La Slovaquie a réalisé des progrès dans la numérisation de son système fiscal par rapport aux autres pays d'Europe centrale et orientale. Elle demeure toutefois l'un des pays où la pression fiscale est la plus élevée de la région. C'est ce qui ressort de l'édition 2026 du guide fiscal régional CEE Tax Guide, publié chaque année par le cabinet de conseil Forvis Mazars. L'étude compare les systèmes fiscaux de 25 pays d'Europe centrale, orientale et du Sud-Est, ainsi que des États baltes et d'Asie centrale.

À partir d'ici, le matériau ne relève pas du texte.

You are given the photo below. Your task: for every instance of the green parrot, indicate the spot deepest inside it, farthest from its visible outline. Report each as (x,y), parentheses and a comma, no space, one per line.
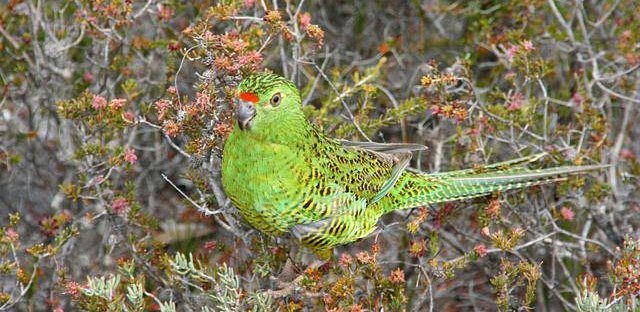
(286,176)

Selon cette analyse, plusieurs pays ont relevé cette année les taux de l'impôt sur le revenu des personnes physiques ainsi que ceux de la taxe sur la valeur ajoutée (TVA). La Slovaquie figure parmi les pays ayant connu les changements les plus importants. Aux taux existants de 19 % et 25 % se sont ajoutés deux nouveaux taux, de 30 % et 35 %, renforçant ainsi la progressivité de l'impôt sur le revenu.
Les experts soulignent également les progrès réalisés par la Slovaquie dans la numérisation de l'administration fiscale. Le système eKasa est désormais pleinement opérationnel et, à partir de 2027, la facturation électronique entre entreprises deviendra obligatoire. Selon l'experte fiscale Kvetoslava Čavajdová, la Slovaquie rattrape ainsi des pays comme la Hongrie, la Roumanie ou la Pologne, qui avaient introduit ces mesures plus tôt.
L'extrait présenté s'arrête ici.